Já mais próximo do teatro infantil está uma peça que leva insectos com mais de dois metros a invadir o chão do jardim do Palácio Pimenta, no Museu de Lisboa, onde se junta aos de porcelana que já habitam o espaço em permanência. Big Bugs Show é um espetáculo de rua da autoria da companhia neerlandesa Mr. Image Theatre – são actores que interagem com o público dentro de fatos de insecto hiperrealistas – pensado para crianças a partir dos 4 anos, e está marcado para o último fim de semana do FIMFA, 4 e 5 de junho, às 11h e 16h.
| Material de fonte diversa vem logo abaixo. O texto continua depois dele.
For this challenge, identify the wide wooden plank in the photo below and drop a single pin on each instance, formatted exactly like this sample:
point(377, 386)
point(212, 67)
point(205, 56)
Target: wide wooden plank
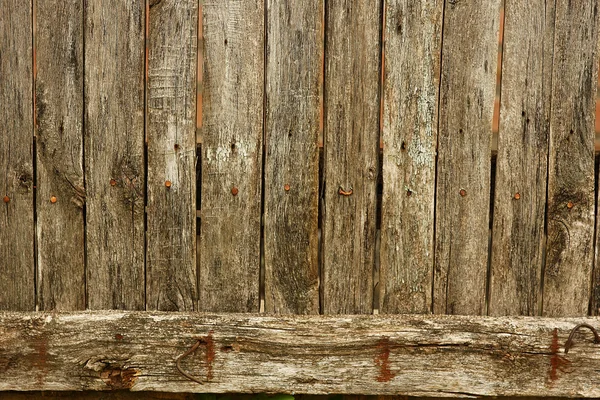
point(468, 77)
point(114, 152)
point(351, 154)
point(171, 132)
point(410, 127)
point(16, 157)
point(232, 136)
point(249, 353)
point(59, 134)
point(293, 90)
point(570, 247)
Mas tal como uma andorinha não faz a Primavera, também a presença de alguns espectáculos de pendor mais infantil não torna o FIMFA num festival pensado para crianças. A prová-lo está, por exemplo, “Hen” – peça para maiores de 16 anos que os diretores artísticos descrevem como um concerto-cabaret sobre a liberdade, com uma marioneta queer e punk. “Hen é um pronome sueco que não define homem nem mulher. A marioneta, que é manipulada à vista do público, luta pela liberdade de ser quem quiser. E ela pode ser tudo.” A peça de Johanny Bert, do Théâtre de Romette, sobe ao palco do Teatro do Bairro nos dias 26, 27 e 28 de maio, sempre às 21h30.

“Hen é um pronome sueco que não define homem nem mulher. A marioneta, que é manipulada à vista do público, luta pela liberdade de ser quem quiser. E ela pode ser tudo.”

A tradição desta arte enquanto grito de liberdade é longa, como lembram: “Na altura do Estado Novo, havia marionetas que eram apreendidas por falarem sobre o que não deviam”, diz Rute enquanto se ri do absurdo de a repressão cair sobre os objectos e não sobre quem os manipula.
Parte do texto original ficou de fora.